RE: [PATCH v2 4/4] net: macb: Add hardware PTP support

From: Rafal Ozieblo
Date: Thu Jun 08 2017 - 08:48:54 EST


> From: Richard Cochran [mailto:richardcochran@xxxxxxxxx]
> Sent: 7 czerwca 2017 15:28
> To: Rafal Ozieblo <rafalo@xxxxxxxxxxx>
> Cc: David Miller <davem@xxxxxxxxxxxxx>; nicolas.ferre@xxxxxxxxx;
> netdev@xxxxxxxxxxxxxxx; linux-kernel@xxxxxxxxxxxxxxx;
> devicetree@xxxxxxxxxxxxxxx; linux-arm-kernel@xxxxxxxxxxxxxxxxxxx;
> harini.katakam@xxxxxxxxxx; andrei.pistirica@xxxxxxxxxxxxx
> Subject: Re: [PATCH v2 4/4] net: macb: Add hardware PTP support
>
> ********** EXTERNAL MAIL. PLEASE USE CAUTION WHEN CLICKING LINKS
> OR OPENING ATTACHMENTS **********
>
> On Wed, Jun 07, 2017 at 11:13:36AM +0000, Rafal Ozieblo wrote:
> > Please look at following call-stack:
> >
> > 1. macb_interrupt() // spin_lock(&bp->lock) is taken
> > 2. macb_tx_interrupt()
> > 3. macb_handle_txtstamp()
> > 4. skb_tstamp_tx()
> > 5. __skb_tstamp_tx()
> > 6. skb_may_tx_timestamp()
> > 7. read_lock_bh() // second lock is taken
>
> Well, you can always drop the lock, or postpone the call to
> skb_tstamp_tx() until after the spin lock is released...
Postponing is done using worker.
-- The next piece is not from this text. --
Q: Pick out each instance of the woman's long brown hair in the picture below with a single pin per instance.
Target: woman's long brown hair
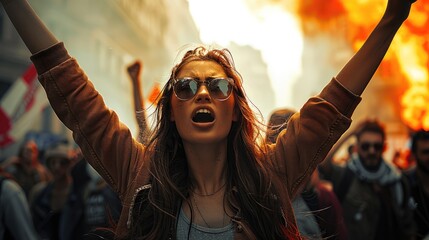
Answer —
(250, 191)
Another pros is that skb_tstamp_tx() is called
outside interrupt routine.
>
> > I know that those are different locks and different types. But this could
> lead
> > to deadlocks. This is the reason of warning I could see.
>
> Can you please post the lockdep splat?
>
[ 1264.352242] =================================
[ 1264.356719] [ INFO: inconsistent lock state ]
[ 1264.361242] 4.4.0-42139-g418b7a0-dirty #16 Not tainted
[ 1264.366502] ---------------------------------
[ 1264.371004] inconsistent {HARDIRQ-ON-W} -> {IN-HARDIRQ-W} usage.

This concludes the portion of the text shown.